A deep violet and lucid calm. I could just make out the sound of the lapping waves against the earth’s open and endowed mouth.
The embankment was sturdy with rocks and stones as if the calm waters once raged and surged, heaving them into their defined resting places.
During the low and ebbing tides, I could actually see the massive walls piled high in order to peek their great depths, the murky riverbed a virtual mirage to dipped toes, but never beyond the slender and elongated thigh of the young woman I was then. So cold and much too deep, I would picture an abyss as my fingers found the loose straps of my sandals abandoned in the high grass beside me. The water was so alluring to an innocent – but I was too familiar with its monstrous qualities.

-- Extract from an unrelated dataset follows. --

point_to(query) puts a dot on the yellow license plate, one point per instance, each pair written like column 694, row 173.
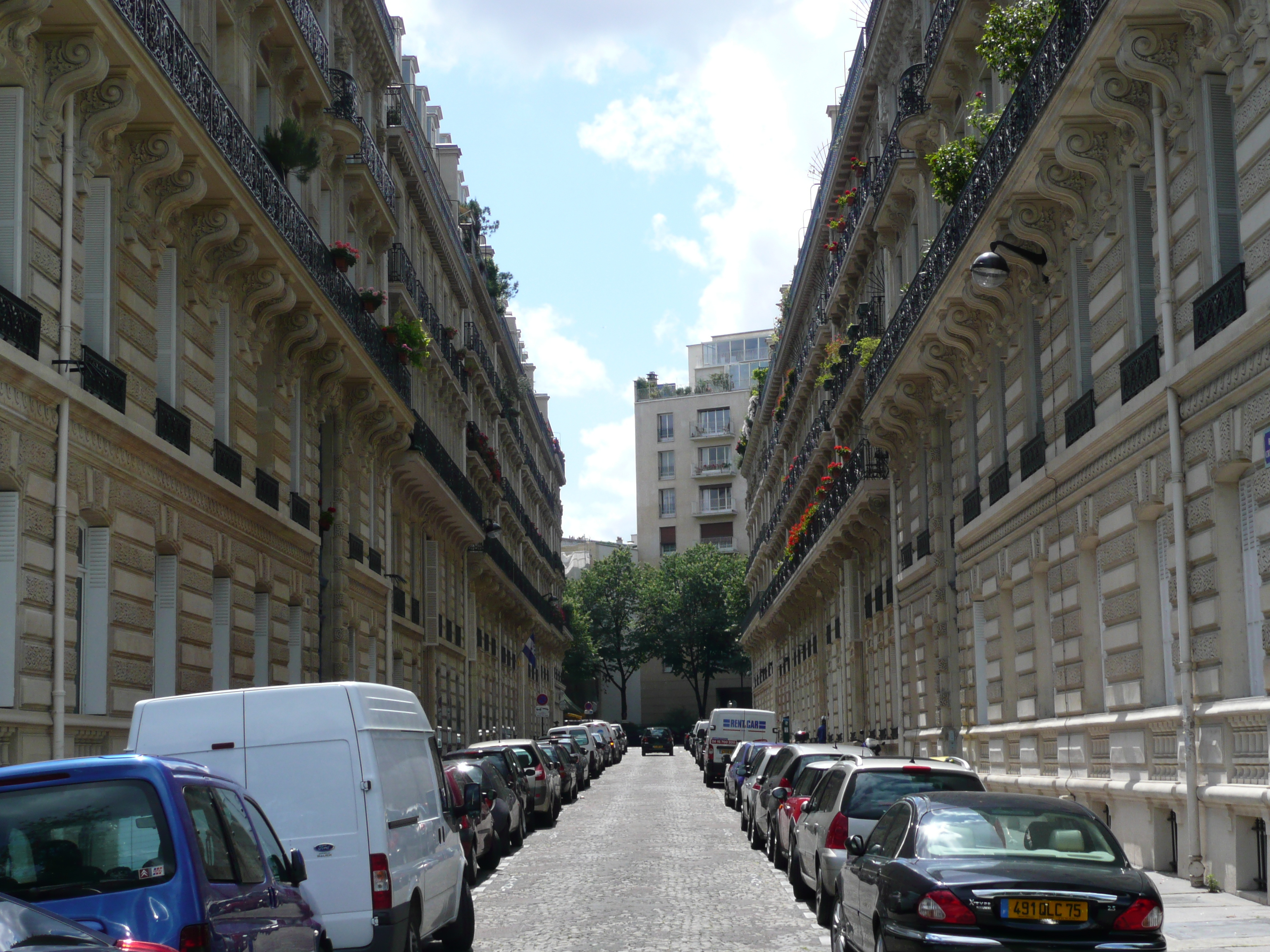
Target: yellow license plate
column 1058, row 911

Being so familiar, I knew just how intrepid I could be along those banks during its surface calm, its ravenous heart beating in time as my footsteps quickened along its edges, my naked feet traversing the cold smoothness. With youthful agility and deft precision, the soles of my feet seemed to conform to the stony seams as if they remembered every slippery crack and crevice. I was getting good at taunting this natural wonder. For it taunted me once and almost devoured my soul.
Water is like memory. A changing, shifting animal caged in a section of the brain that fiercely waits to be released. It is restless and tired all at the same time. Although water can find a crack to flow under or channel through, like a block of ice it too can conform to its surroundings. Then direct light and heat pours upon it, starting a chemical chain reaction that slowly releases, creating an erosion; a slide show of yesterdays.